It was only just last month that we spoke with Google distinguished hardware engineer, Norman Jouppi, in depth about the tensor processing unit used internally at the search giant to accelerate deep learning inference, but that device—that first TPU—is already appearing rather out of fashion.
This morning at the Google’s I/O event, the company stole Nvidia’s recent Volta GPU thunder by releasing details about its second-generation tensor processing unit (TPU), which will manage both training and inference in a rather staggering 180 teraflops system board, complete with custom network to lash several together into “TPU pods” that can deliver Top 500-class supercomputing might at up to 11.5 petaflops of peak performance.
“We have a talented ASIC design tea that worked on the first generation TPU and many of the same people were involved in this. The second generation is more of a design of an entire system versus the first, which was a smaller thing because we were just running inference on a single chip. The training process is much more demanding, we need to think holistically about not just the underlying devices, but how they are connected into larger systems like the Pods,” Dean explains.
We will follow up with Google to understand this custom network architecture but below is what were able to glean from the first high-level pre-briefs offered on the newest TPU and how it racks and stacks to get that supercomputer-class performance. Google did not provide the specifications of the TPU2 chip or its motherboard, but here is the only image out there that we can start doing some backwards math with.
To our eyes it looks a little like a Cray XT or XC boards, which we find amusing, except that the interconnect chips seem to be soldered onto the center of the motherboard and the ports to the outside world are on the outside of the board. This TPU2 board has four of the TPU2 units, each board capable of a maximum peak throughput of 45 teraflops with the system board having an aggregate of 180 teraflops as we have said above. (We presume that this is using 16-bit half-precision floating point.)
There are eight interconnect ports on the left and right edges, plus another two ports on the left hand edge that break the pattern. It would be interesting if each TPU2 board had direct access to flash storage, as AMD is doing with its future “Vega” Radeon Instinct GPU accelerators. Those two ports on the left could be for linking directly to storage, or they could be an uplink to a higher level in the network used to interconnect the TPUs into a processing complex.
If we had to guess – and we do until Google divulges more details – each TPU2 has two ports to the outside world and across the racks and the two extra ports on the left are for local storage and for node interconnect within the rack. (Google could be implementing a loosely coupled or somewhat tight memory sharing protocol across these interconnects if they are fast enough and fat enough, and that would be neat.)

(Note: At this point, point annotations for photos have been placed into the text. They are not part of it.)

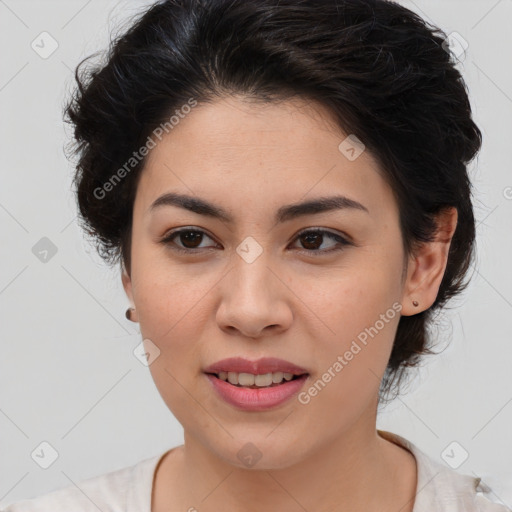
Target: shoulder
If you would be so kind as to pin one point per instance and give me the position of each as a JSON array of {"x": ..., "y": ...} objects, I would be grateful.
[
  {"x": 115, "y": 490},
  {"x": 439, "y": 487}
]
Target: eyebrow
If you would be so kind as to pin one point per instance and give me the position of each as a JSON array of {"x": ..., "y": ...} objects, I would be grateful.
[{"x": 283, "y": 214}]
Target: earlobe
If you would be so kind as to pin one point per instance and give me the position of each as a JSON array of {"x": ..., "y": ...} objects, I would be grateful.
[
  {"x": 127, "y": 285},
  {"x": 428, "y": 264}
]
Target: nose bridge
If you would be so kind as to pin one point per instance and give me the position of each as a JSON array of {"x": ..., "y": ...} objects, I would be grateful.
[{"x": 251, "y": 270}]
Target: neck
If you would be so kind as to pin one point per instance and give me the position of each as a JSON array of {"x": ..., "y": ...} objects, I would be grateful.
[{"x": 358, "y": 470}]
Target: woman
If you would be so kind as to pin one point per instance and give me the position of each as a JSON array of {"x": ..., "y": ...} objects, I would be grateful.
[{"x": 284, "y": 185}]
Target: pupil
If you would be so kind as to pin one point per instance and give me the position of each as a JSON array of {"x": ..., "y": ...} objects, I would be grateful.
[
  {"x": 195, "y": 237},
  {"x": 309, "y": 237}
]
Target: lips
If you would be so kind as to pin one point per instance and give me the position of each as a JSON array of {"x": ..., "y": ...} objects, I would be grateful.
[
  {"x": 272, "y": 382},
  {"x": 258, "y": 367}
]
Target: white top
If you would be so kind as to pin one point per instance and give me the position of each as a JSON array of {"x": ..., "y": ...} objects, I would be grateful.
[{"x": 439, "y": 488}]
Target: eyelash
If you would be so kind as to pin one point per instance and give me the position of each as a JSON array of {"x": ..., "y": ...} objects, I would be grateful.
[{"x": 342, "y": 242}]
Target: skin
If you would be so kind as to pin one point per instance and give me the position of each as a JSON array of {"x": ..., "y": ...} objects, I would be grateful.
[{"x": 252, "y": 158}]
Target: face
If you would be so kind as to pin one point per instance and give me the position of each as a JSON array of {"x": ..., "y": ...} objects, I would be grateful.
[{"x": 320, "y": 290}]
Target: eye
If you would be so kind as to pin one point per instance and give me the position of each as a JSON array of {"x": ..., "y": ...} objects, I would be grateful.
[
  {"x": 312, "y": 240},
  {"x": 190, "y": 238}
]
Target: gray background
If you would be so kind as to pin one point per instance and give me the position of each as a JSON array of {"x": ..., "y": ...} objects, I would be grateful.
[{"x": 67, "y": 370}]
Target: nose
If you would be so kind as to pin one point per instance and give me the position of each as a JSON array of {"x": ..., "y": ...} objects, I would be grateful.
[{"x": 254, "y": 300}]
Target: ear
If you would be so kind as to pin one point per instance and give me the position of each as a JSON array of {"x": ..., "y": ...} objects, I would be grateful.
[
  {"x": 427, "y": 265},
  {"x": 127, "y": 285}
]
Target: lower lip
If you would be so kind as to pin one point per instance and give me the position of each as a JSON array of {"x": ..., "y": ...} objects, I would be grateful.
[{"x": 252, "y": 399}]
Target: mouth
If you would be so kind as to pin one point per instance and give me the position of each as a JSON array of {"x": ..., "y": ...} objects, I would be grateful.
[{"x": 257, "y": 381}]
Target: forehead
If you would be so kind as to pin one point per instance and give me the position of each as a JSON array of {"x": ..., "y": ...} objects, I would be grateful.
[{"x": 252, "y": 155}]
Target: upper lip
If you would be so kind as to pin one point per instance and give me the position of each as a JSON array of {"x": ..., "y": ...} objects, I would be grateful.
[{"x": 258, "y": 367}]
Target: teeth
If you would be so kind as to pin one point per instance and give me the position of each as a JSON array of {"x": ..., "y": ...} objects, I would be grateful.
[{"x": 249, "y": 379}]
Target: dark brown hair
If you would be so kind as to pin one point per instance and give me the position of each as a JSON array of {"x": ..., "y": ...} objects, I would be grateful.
[{"x": 381, "y": 70}]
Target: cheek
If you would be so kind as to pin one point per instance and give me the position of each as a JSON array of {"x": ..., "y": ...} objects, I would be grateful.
[{"x": 362, "y": 312}]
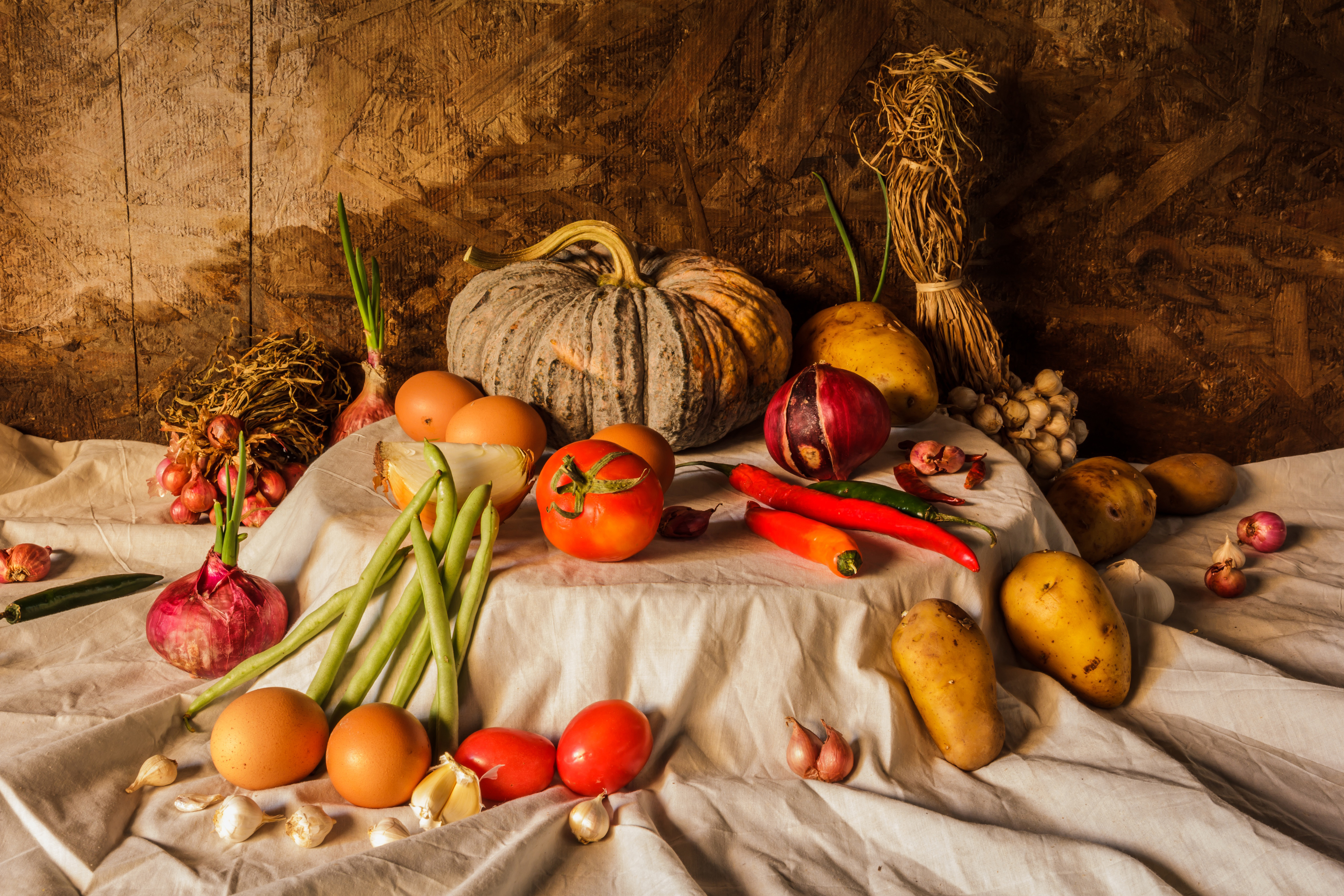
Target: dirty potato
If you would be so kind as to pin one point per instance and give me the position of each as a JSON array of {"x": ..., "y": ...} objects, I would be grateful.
[
  {"x": 947, "y": 664},
  {"x": 1064, "y": 621}
]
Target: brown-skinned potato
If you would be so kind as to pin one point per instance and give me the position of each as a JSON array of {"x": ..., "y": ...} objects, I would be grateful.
[{"x": 949, "y": 669}]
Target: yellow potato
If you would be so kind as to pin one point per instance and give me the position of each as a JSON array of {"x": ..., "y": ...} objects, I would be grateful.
[
  {"x": 1105, "y": 504},
  {"x": 1191, "y": 484},
  {"x": 1064, "y": 621},
  {"x": 947, "y": 664},
  {"x": 869, "y": 340}
]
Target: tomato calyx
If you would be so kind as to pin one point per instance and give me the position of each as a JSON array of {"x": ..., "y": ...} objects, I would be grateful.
[{"x": 584, "y": 483}]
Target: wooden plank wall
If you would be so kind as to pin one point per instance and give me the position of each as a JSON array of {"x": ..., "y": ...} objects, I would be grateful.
[{"x": 1160, "y": 194}]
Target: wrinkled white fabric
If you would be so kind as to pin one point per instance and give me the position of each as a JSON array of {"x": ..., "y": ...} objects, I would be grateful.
[{"x": 1222, "y": 773}]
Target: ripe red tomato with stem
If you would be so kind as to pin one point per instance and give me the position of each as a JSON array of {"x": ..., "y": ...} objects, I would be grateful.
[
  {"x": 599, "y": 502},
  {"x": 604, "y": 747},
  {"x": 527, "y": 760}
]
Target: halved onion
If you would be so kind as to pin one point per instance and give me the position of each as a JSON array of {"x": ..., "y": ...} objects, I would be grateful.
[{"x": 401, "y": 468}]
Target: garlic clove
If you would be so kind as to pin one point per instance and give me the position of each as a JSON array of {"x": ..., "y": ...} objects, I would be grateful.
[
  {"x": 1049, "y": 382},
  {"x": 388, "y": 832},
  {"x": 195, "y": 802},
  {"x": 310, "y": 827},
  {"x": 964, "y": 400},
  {"x": 240, "y": 817},
  {"x": 987, "y": 420},
  {"x": 589, "y": 820},
  {"x": 156, "y": 772},
  {"x": 1230, "y": 554}
]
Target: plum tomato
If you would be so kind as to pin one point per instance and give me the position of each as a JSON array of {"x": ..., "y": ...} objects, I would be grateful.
[
  {"x": 527, "y": 760},
  {"x": 599, "y": 502},
  {"x": 604, "y": 747}
]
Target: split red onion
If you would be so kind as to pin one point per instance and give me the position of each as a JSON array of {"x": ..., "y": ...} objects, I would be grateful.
[
  {"x": 210, "y": 621},
  {"x": 228, "y": 480},
  {"x": 1263, "y": 531},
  {"x": 179, "y": 514},
  {"x": 198, "y": 495},
  {"x": 25, "y": 563},
  {"x": 222, "y": 430},
  {"x": 826, "y": 422},
  {"x": 370, "y": 406},
  {"x": 273, "y": 486},
  {"x": 1225, "y": 579}
]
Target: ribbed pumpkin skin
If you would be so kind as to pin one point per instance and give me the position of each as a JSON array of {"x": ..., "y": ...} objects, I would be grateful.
[{"x": 695, "y": 355}]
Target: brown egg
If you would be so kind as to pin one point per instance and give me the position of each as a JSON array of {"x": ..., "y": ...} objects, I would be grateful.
[
  {"x": 426, "y": 402},
  {"x": 647, "y": 444},
  {"x": 269, "y": 738},
  {"x": 499, "y": 420},
  {"x": 377, "y": 755}
]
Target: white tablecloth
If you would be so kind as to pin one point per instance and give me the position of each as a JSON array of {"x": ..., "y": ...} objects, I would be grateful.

Here is what a pod of the TPU2 boards looks like, which Google says has an aggregate of 11.5 petaflops of machine learning number crunching capacity:
Take a hard look at it. From our eyes, it looks like these are actually Open Compute racks, or something about the same dimensions if not a little wider. There are eight rows of TPU units, with four of the TPU boards per enclosure horizontally. We can’t tell if the rack is full depth of half depth. You can see the six ported sides are poking out of the racks of TPU2 compute nodes, and those two ports reach up into enclosures above them.
Above the top row of TPU2 enclosures, those two ports reach up into an enclosure that does not appear to have TPU2 units in them. Our guess is that this is a bare bones flash enclosure that stores local data at high speed for the TPUs. In any event, we can see this has at least 32 of the TPU2 motherboards, which means it has 128 TPUs in the rack. If we do the math on that, this works out to the 11.5 petaflops across those two racks with the blue covers, which make up the pod.
For perspective on what all this floating point goodness means on the production end, Google’s newest large-scale translation model takes an entire day to train on 32 of the “best commercially available GPUs” (we can assume Pascal)—while one 1/8 of a TPU pod can do the job in an afternoon. Keep in mind, of course, that the TPU is tailor-made for chewing on TensorFlow while commercial GPUs, even those at the highest end, have to be general purpose enough to suit both high- and low-precision workloads. Still, the ROI of Google rolling its own ASIC are not difficult to wrangle from this example.
As an additional point, remember that with the first generation TPU, Google might have had super-fast and efficient inference, but that model had to be moved from a GPU training cluster first, which slows experimentation with new or retrained models moving into deployment and made developers at Google have to wait longer for results before iterating on their work. It is for this reason that the training/inference on a single device is the holy grail of deep learning hardware–and we are finally at a point where there are multiple options cropping up for just that; in the future, Knights Mill from Intel, but of course–and freshest in our minds–is the Volta GPU.
Nvidia’s Volta GPUs, with “tensor core” processing elements for speeding machine learning training as well as eventual supercomputing workloads, can achieve 120 teraflops on a single device, a major advantage from Pascal, just released a year ago. While that cadence is impressive, Google’s announcement just stole some of the oxygen from Nvidia’s announcement—even if users will never get their hands on their own in-house TPU-powered machine anytime soon.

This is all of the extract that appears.